Conserver le dispositif de téléconsultation quand sera levé le dispositif de confinement ? "Oui, c'est envisageable", lance Virginie.

"On est dans une société où on a besoin d'être rassurés, explique la dentiste, il y a vraiment des gens anxieux. Le côté psychologique (de la téléconsultation, NDLR) est important. Et puis, il y a cette notion de soins accessibles." 

"Évidemment, ça ne vaut pas une séance en vrai avec les gens mais c'est un outil qui permet une continuité de soins et qui peut offrir des perspectives,
souligne Sébastien Troger, on fait dix séances et moi je peux proposer, plutôt que de se revoir, on se programme une téléconsultation : tel jour, telle heure, voilà comment tu vas ?"

Actuellement, les téléconsultations données par les kinés ne sont pas facturables, et même si "un accord est en cours de négociation entre notre syndicat et la Sécurité Sociale", Sébastien Troger ne fera pas payer ses patients pendant la période de confinement.

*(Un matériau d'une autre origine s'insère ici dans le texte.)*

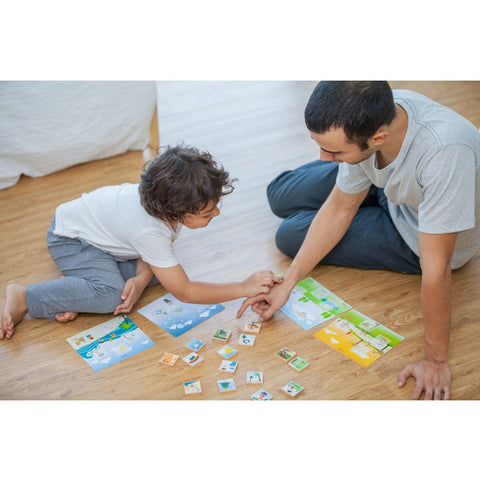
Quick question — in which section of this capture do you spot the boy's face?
[182,201,220,229]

En attendant de revoir ses patients, le kiné nantais imagine "faire des vidéos, envoyer des pièces jointes en direct via des fiches ou des liens sur Youtube, tout est envisageable avec les outils numériques".

"Bien entendu, il faut être formé pour faire ça",
reconnaît Virginie Cléré.

"Ça peut être un très bel outil pour envisager une continuité de soins, une prise en charge à distance après une prise en charge au cabinet, précise-t-il, sur du post-opératoire, ça peut être pas mal. Notamment lorsque les gens sont en vacances", mais "pas pendant les miennes", précise Sébastien avec le sourire.
 

"Cervicalgies, dorsalgies, lombalgies, epicondylalgies"

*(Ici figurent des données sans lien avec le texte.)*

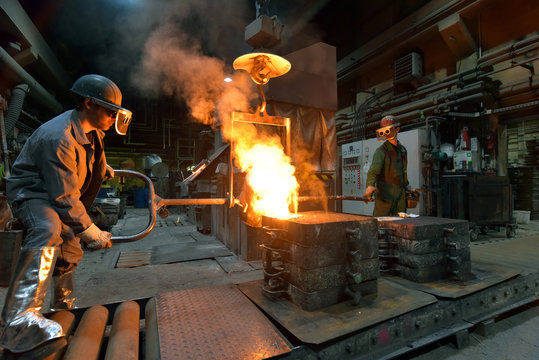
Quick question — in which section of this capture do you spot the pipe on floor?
[144,298,161,360]
[64,305,109,360]
[105,301,140,360]
[0,47,63,114]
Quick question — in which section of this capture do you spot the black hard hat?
[71,74,132,135]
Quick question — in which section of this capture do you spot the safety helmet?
[71,74,133,135]
[376,115,399,141]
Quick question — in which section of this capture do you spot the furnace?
[261,211,379,311]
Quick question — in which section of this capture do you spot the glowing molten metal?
[235,143,299,219]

A la fin du confinement, tout comme Virginie, Sébastien Troger reprendra son activité en cabinet. Pour autant, il s'attend à ce que son activité reparte "tout doucettement".

"Je vois beaucoup de post-opératoires. Comme ils n'auront pas été opérés, ils devront l'être"
et viendront donc plus tard consulter. Le cabinet pourrait alors se remplir de patients atteints de pathologies liées au télétravail.

"Les gens chez eux ne sont pas forcément installés comme il faut, souligne le kiné nantais.  J'ai l'exemple de ma femme : elle n'est pas bien installée, ce n'est pas le bon outil, tout n'est pas bien réglé, ce n'est pas la même machine, il y a plus de stress aussi parce qu'elle ne fait pas forcément tout ce qu'elle voudrait, c'est plus lent."

"Il va y avoir une recrudescence de troubles musculo-squelettiques. Tout ce qui est cervicalgies, dorsalgies, lombalgies, epicondylalgies", énumère Sébastien. Mais comme le télétravail de masse, "ce n'est jamais arrivé dans notre histoire, donc il y a zéro recul".